É que o uso do cachimbo faz a boca torta. Desde 1930 a maioria dos governos entre nós tem chamado para si a principal responsabilidade pela busca de melhores condições de vida para os brasileiros, em especial os de baixa renda. É certo, precisam mais do apoio estatal e este, na medida do razoável, deve existir. Mas vão muito além, chafurdam com delícias nos pântanos do intervencionismo e do estatismo.

Lá atrás, um exemplo, o governo Geisel impediu a entrada da iniciativa privada no setor do petróleo. A produção estagnada tornava necessárias as compras de óleo no Exterior. Com o andar do tempo, a dívida externa chegou a patamares explosivos. Comentou Delfim Netto, conhece bem o assunto: “Quem quebrou o Brasil foi o Geisel. O Geisel era o presidente da Petrobras. Quando houve a crise do petróleo, as reservas eram praticamente iguais a um ano de exportação, não tinha dívida. A dívida foi feita no governo Geisel. O Geisel, na verdade, era o portador da verdade. O Geisel sempre tinha a verdade pronta”. Algo parecido aconteceu com a antipatia dos governos petistas à presença do capital privado na exploração do pré-sal. Jogamos fora a oportunidade, o Brasil não andou para frente, o governo não pôs na burra bilhões de dólares em impostos. Mais uma vez, mistura mortal de nacionalismo, esquerdismo e estatismo. O acima mencionado Roberto Campos, irônico, acertou que no futuro “campanhas econômico-ideológicas, como a do "petróleo é nosso", deixarão de ser descritas como uma marcha de patriotas esclarecidos para serem vistas como uma procissão de fetichistas anti-higiênicos, capazes de transformar um líquido fedorento num unguento sagrado. Foi uma "passeata da anti-razão" que criou sérias deformações culturais, inclusive a propensão funesta às "reservas de mercado". É sempre assim, fundadas como solução, as estatais logo se transformam em focos de inoperância, favoritismo e corrupção.

Lembrei acima, o uso do cachimbo faz a boca torta. É verdade, cria o costume, daí nasce a mentalidade, que inibe a busca da solução pelo esforço pessoal. Faz enorme falta entre nós o gosto da autonomia. E só crescem as sociedades embebidas de autonomia.

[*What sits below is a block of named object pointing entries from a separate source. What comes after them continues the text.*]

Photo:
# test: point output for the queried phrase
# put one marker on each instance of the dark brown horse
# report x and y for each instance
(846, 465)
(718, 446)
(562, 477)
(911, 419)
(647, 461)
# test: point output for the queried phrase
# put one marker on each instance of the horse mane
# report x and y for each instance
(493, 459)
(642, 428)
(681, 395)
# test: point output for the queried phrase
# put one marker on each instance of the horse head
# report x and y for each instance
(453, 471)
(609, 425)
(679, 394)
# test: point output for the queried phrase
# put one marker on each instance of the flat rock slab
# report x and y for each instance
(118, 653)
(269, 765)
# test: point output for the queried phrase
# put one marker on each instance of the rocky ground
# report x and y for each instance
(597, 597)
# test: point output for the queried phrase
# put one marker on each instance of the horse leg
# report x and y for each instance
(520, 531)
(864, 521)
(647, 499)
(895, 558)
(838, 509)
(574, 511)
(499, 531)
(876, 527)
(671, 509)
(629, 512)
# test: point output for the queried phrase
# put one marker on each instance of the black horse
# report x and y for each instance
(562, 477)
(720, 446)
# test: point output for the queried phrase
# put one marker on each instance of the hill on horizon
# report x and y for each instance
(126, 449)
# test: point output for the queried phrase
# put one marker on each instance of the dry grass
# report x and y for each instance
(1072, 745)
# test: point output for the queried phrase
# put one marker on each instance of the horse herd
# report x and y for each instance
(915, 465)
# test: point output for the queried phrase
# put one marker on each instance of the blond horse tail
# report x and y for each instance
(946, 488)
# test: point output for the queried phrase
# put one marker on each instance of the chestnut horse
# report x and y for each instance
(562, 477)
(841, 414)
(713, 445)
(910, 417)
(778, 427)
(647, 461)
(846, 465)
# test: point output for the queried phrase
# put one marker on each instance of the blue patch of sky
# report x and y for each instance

Em setores amplos do Brasil, e não apenas na esquerda, fazem coro também nacionalistas bocós, medra enraizado xodó pelo estatismo e seu xifópago, o intervencionismo. A maneira como se referem à Petrobrás, elidindo a crítica à concepção errada já no começo, evidencia silêncio obsequioso e até temor reverencial. E, raras as exceções, elas são focos infecciosos, deitam metástases na sociedade e na política. Anda ainda muito insuficiente a aversão.